Black Women With Natural Hairstyles Are Perceived As Less Professional, Report Says

Black Women With Natural Hairstyles Are Perceived As Less Professional, Report Says

Over the last decade, the natural hair movement has become a powerful force within the beauty industry with more and more Black women embracing their natural textures. Despite the popularity of the movement, many still have to fight against racist attitudes and connotations linked to natural hairstyles. This week, a new study showed that Black woman professionals still struggle with negative perceptions in corporate environments.

New data collected by the Fuqua School of Business at Duke University recently showed that many companies still discriminate against Black women wearing natural hairstyles and found that they were deemed less professional than women with straight hair.

Ashleigh Shelby Rosette who works as a senior associate dean of the university explained the findings illustrated “the impact of a woman’s hairstyle may seem minute, but for Black women, it’s a serious consideration and may contribute to the lack of representation for Blacks in some organizational settings.”

“In the aftermath of the George Floyd murder and the corresponding protests, many organizations have rightly focused on tactics to help eradicate racism at systemic and structural levels,” says Rosette about the findings according to the Huffington Post. “But our individually held biases often precede the type of racist practices that become embedded and normalized within organizations.”

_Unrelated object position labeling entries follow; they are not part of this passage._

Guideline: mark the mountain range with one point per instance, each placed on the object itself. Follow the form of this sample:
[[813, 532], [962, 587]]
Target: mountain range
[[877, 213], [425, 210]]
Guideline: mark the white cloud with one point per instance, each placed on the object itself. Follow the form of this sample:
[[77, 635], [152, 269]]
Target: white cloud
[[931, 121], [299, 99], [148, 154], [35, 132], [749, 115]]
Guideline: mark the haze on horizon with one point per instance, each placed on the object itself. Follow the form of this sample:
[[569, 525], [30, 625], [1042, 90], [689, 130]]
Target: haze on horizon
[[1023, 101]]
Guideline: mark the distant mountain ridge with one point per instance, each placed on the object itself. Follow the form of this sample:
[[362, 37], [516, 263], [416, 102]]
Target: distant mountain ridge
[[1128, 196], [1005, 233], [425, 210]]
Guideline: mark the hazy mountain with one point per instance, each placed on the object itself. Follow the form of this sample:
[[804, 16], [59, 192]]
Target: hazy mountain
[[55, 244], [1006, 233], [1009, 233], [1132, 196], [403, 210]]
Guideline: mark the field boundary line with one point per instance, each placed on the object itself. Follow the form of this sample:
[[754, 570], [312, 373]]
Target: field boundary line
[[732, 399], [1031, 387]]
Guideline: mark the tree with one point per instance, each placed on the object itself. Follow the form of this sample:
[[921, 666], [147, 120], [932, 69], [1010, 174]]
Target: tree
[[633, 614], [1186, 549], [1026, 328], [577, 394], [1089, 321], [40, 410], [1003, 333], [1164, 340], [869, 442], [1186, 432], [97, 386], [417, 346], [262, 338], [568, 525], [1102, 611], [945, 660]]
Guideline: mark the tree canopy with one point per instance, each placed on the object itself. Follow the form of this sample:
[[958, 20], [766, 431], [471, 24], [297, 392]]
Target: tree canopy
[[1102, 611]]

“In many Western societies, whites have historically been the dominant social group, and, as a result, the standard for professional appearance is often based on the physical appearance of whites. For women’s hair, that benchmark is having straightened hair,” she added. “When a Black woman chooses to straighten her hair, it should be a personal preference, not a burden to conform to a set of criteria for which there could be adverse consequences.”

The study found that women who worked in a less conservative and more creative environment like ad agencies faced less discrimination. “Some organizations strip away biographical information, such as a person’s name and other clues about gender or race from application materials. This procedure is known as blinding and has been shown to reduce similar types of bias as what we found in our research,” Rosette said.

“But there fundamentally has to be a level of awareness that the natural hair bias exists. If you don’t know that it exists, you can’t know its influence on your decision-making processes.”